La force et la démocratie, parlons-en !

Vous citez le rapport de Mme Bachelet, implacable. Vous trouverez dans ce lien : « Droits-de-l’homme-au-Venezuela » : aux « sources » de la désinformation (les-crises.fr)) un article de Maurice Lemoine qui décrit exactement le parti pris et la manipulation des médias sur la question.

Étonnant que Madame Bachelet ne trouve rien à redire contre la police chilienne (de son pays) qui s’en est pris avec tant de violence, de haine (sans compter les viols contre des dizaines de femmes) lors des manifestations au Chili, lesquelles ont heureusement obtenu la mise en place d’une assemblée constituante chargée de faire disparaitre la constitution de Pinochet. Rien à dire non plus sur la Colombie…

En fait que ce soit sur l’économie, la politique ou la violence, le parti pris des médias est flagrant. Et il est triste que des militants de gauche, des démocrates, des républicains se laissent ainsi gruger.

Vous évoquez un article d’El Pais : il y a bien longtemps que le quotidien espagnol ne représente plus la voix de la gauche en Espagne, et encore moins en Amérique latine.

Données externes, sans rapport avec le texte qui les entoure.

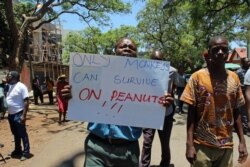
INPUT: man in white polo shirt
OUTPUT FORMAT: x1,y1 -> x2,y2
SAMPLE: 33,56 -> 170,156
6,71 -> 30,161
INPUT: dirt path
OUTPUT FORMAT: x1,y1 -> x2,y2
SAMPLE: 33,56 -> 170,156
0,104 -> 250,167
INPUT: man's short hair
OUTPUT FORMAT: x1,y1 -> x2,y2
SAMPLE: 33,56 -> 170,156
9,71 -> 20,81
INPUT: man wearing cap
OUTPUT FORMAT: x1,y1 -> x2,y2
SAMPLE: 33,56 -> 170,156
6,71 -> 30,161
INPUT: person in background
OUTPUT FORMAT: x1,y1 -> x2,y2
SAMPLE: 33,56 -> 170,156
181,36 -> 248,167
176,67 -> 186,114
59,37 -> 173,167
236,57 -> 250,137
45,76 -> 54,105
56,74 -> 69,124
6,71 -> 30,161
0,78 -> 9,120
32,76 -> 43,105
140,50 -> 177,167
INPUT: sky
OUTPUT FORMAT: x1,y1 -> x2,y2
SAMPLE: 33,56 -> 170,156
60,1 -> 145,32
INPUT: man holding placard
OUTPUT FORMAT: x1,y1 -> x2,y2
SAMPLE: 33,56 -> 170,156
140,50 -> 177,167
62,38 -> 173,167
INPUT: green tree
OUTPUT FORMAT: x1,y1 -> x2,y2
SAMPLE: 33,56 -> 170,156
3,0 -> 131,69
138,0 -> 249,71
63,26 -> 139,63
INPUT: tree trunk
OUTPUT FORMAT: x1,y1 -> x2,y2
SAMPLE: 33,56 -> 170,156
4,0 -> 21,70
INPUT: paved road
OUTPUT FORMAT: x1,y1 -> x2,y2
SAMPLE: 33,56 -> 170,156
27,114 -> 250,167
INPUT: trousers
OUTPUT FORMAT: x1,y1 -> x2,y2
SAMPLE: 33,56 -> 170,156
140,112 -> 174,167
8,111 -> 30,155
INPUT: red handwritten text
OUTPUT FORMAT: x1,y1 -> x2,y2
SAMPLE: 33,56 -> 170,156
79,88 -> 102,101
110,90 -> 164,104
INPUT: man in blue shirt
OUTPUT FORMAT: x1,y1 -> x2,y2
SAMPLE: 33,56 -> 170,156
62,38 -> 173,167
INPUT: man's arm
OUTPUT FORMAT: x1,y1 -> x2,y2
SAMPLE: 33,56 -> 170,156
186,105 -> 196,164
234,109 -> 248,163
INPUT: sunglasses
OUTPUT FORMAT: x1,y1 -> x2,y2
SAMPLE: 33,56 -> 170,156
210,46 -> 229,54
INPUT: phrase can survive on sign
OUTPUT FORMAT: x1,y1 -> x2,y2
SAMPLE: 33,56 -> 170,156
68,53 -> 170,129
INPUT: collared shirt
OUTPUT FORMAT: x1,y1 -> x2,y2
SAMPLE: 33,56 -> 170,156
88,66 -> 177,141
181,69 -> 245,148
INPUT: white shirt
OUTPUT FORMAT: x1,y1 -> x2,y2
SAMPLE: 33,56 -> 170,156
6,82 -> 29,115
165,66 -> 178,116
244,69 -> 250,86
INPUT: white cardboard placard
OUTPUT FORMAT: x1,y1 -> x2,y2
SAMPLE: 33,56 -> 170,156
68,53 -> 170,129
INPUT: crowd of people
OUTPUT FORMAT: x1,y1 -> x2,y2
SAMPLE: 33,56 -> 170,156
2,36 -> 250,167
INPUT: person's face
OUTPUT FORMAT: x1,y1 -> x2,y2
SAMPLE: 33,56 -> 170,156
116,39 -> 137,57
209,38 -> 229,65
151,51 -> 163,60
241,58 -> 250,69
6,73 -> 15,84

Je sais qu’il est toujours difficile d’entendre que le « dictateur » Maduro n’est peut-être pas tant dictateur que son voisin colombien Duque, qui semble l’ami de tous !

Dernièrement lors de la réunion de la CELAC au Mexique, lorsque Nicolas Maduro a été traité de dictateur par les présidents du Paraguay et de l’Uruguay, il leur a répondu qu’ils étaient victimes (comme d’autres dans le monde…) du torrent médiatique alimenté par Washington. Il leur a proposé de débattre en direct sur leurs chaînes d’ É tat respectives pour évoquer tous les sujets touchant à la démocratie, aux violences, au narcotrafic, et au néo-libéralisme… Mais ni le Paraguayen, ni l’Uruguayen n’ont relevé le gant.

En conclusion

Il est difficile pour un homme de gauche qui a vécu à Caracas dans la période noire des violences orchestrées par Leopoldo Lopez, puis ses proches adjoints dont Guaido, de voir tous ces gens-là comme des démocrates !

Leurs principaux amis politiques en Espagne sont issus soit du très conservateur parti populaire espagnol, cher au grand ami de George Bush José Maria Aznar, soit du parti d’extrême droite Vox. Aux États-Unis, ils sont soutenus par les plus extrêmes du parti républicain, qui, comme Guaido, ne veulent pas des élections.

Le Venezuela écrit son histoire. Il me semble essentiel de ne pas se soumettre au dictat des médias internationaux, la vérité est souvent ailleurs.